Certains restaurants vivent de leur réputation; d’autres l’entretiennent avec le plus grand sérieux. Le Mitoyen, de Sainte-Dorothée, est de ceux-là. C’est l’une des meilleures tables du Québec, et pas seulement le meilleur restaurant de  Laval.

Certains restaurants vivent de leur réputation; d’autres l’entretiennent avec le plus grand sérieux. Le Mitoyen, de Sainte-Dorothée, est de ceux-là. C’est l’une des meilleures tables du Québec, et pas seulement le meilleur restaurant de Laval. Oh! bien sûr, il faut prendre la route et cela donne l’impression de partir à l’aventure. Mais pour découvrir une maison qui a de vraies ambitions de cuisine, ces quelques kilomètres d’autoroute devraient vous faire trépigner d’impatience. Installé sur une place qui évoque le Québec d’avant les banlieues, près d’une église, Le Mitoyen garde l’ambiance d’hier sans la dénaturer.

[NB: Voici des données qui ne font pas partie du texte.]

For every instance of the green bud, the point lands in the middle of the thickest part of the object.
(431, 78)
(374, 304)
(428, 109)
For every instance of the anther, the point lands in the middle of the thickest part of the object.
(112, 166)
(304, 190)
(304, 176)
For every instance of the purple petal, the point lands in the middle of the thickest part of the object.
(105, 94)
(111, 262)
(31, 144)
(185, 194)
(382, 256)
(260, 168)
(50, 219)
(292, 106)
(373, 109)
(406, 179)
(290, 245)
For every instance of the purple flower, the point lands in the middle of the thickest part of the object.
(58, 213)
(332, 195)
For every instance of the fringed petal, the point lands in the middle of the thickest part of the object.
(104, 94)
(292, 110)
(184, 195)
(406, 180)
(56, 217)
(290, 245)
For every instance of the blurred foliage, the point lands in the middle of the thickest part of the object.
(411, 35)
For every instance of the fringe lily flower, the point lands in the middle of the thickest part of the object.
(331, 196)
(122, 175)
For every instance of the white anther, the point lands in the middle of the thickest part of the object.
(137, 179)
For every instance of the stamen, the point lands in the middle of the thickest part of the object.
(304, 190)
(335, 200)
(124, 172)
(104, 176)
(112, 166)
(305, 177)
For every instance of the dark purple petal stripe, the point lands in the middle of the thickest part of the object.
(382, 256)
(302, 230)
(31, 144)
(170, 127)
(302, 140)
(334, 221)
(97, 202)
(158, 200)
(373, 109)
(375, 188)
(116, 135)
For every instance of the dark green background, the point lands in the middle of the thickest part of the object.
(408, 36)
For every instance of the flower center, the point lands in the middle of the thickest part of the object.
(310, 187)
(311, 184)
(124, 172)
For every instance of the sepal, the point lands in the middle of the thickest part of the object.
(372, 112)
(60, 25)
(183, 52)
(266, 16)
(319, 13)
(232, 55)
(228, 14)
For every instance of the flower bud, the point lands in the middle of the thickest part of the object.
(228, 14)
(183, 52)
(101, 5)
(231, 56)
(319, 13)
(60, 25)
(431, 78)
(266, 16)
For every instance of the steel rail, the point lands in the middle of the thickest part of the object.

Le chef et propriétaire Richard Bastien aime les beaux produits et les interprète à sa façon au fil d’un répertoire original, parfois audacieux, affecté de petites touches «Sud» et délicatement orientales. Il aime aussi les textures fines, les mousselines aériennes; il recalibre les purées, et marque les saveurs avec une étonnante exactitude, tel un orfèvre. Là où d’autres prétextent la conjoncture, jouent la prudence ou se cantonnent dans ce qu’ils ont acquis et cuisinent sans chercher à faire bouger, Bastien, lui, se lance dans une fantaisie sage mais éblouissante de précision.

Le Mitoyen, c’est aussi une halte raffinée. Une réussite aussi bien dans sa cuisine que dans son décor de maison de campagne métamorphosée en demeure bourgeoise vaguement dix-neuvième où les poutres, la pierre nue, les beaux tissus, l’éclairage tamisé et romantique sont associés à des meubles de bon goût. Tout cela est fait sans préciosité, de la vaisselle blanche à la verrerie de qualité. Académique, ce décor? Pas vraiment, car bien que cossu, on ne sent pas de lourdeur. Certaines des pièces intimes, idéales pour un tête-à-tête de charme ou un repas de confidences, sont aménagées pour ne recevoir que quelques tables, alors qu’une grande salle dominée par la cheminée est destinée à plusieurs convives et fait germer des envies de mondanité.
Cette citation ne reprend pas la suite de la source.